Setup: I have a pre-processed dataset on an MS SQL Server that is about 500.000.000 rows and 20 columns, where one is a rather long text column (varchar(1300)), which amounts to about 35gb data space on the SQL database. I'm working on the physical machine where the MS SQL Server is running, so no network traffic needed, and it has 128gb RAM. MS SQL Server is set to take 40gb RAM at maximum. I want to import the dataset into Python for further processing. Assume some deep learning experimentation, which is important, because I need to be able to transfer the text column as is.
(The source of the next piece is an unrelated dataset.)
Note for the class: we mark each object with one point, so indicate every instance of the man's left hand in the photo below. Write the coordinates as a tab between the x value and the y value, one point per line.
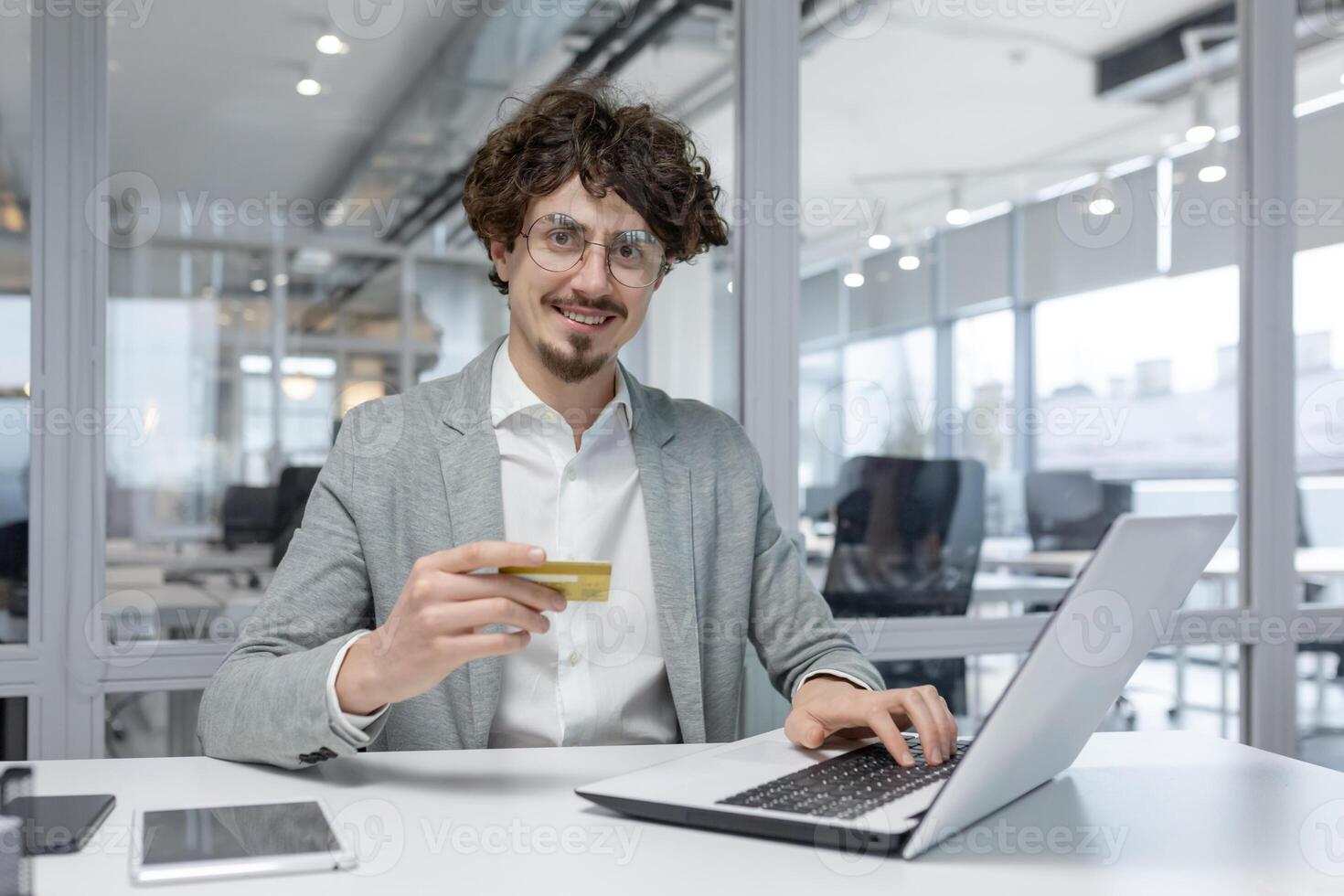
827	706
Anecdote: For testing the import code, I used a small subsample of the dataset of about 700.000 rows. This takes about 1 min to run, Python goes up to 700mb RAM usage, and saving the variable to filesystem after importing amounts to an about 250mb file in size. By extrapolation, importing the full dataset should take about 700 minutes and result in a 175gb file. Which is quite a lot, especially compared to say copying the full 31gb table within SQL, which takes a few minutes at most. I let it run for a day to see what happens to no avail.
Alternatives: I tried not using pandas
and sqlalchemy
but pyodbc
directly, which led me to believe that the problem lies with how pyodbc deals with data import, as it stores the queried data in a rows object, which I only managed to read row-wise in a loop, which seems very inefficient to me. I don't know if pandas
and sqlalchemy
manage to do that differently. I also tried not importing the full dataset with a single select statement, but splitting it up into lots of smaller ones, which resulted in the small test dataset taking 30 minutes instead of 1 minute to load.
Question: How do I load this large (but not-so-large, compared to other databases) dataset into Python, at all? Also, there has to be a way to do this efficiently? As in it should not take significantly longer than copying the full table within SQL and it should not take significantly more space than the table in the SQL database. I do not understand why the data size blows up so much during the process. The solution should not need extraction of the table to any other mediums than Python first (i.e. no .csv files or the like), though the use of any other Python packages is fine.
import pyodbc
import pandas as pd
import pandas.io.sql as pdsql
import sqlalchemy
def load_data():
query = "select * from data.table"
engine = sqlalchemy.create_engine('mssql+pyodbc://server/database?driver=SQL+Server+Native+Client+11.0?trusted_connection=yes')
dat = pdsql.read_sql(query, engine)
dat = dat.sort_values(['id', 'date'])
return dat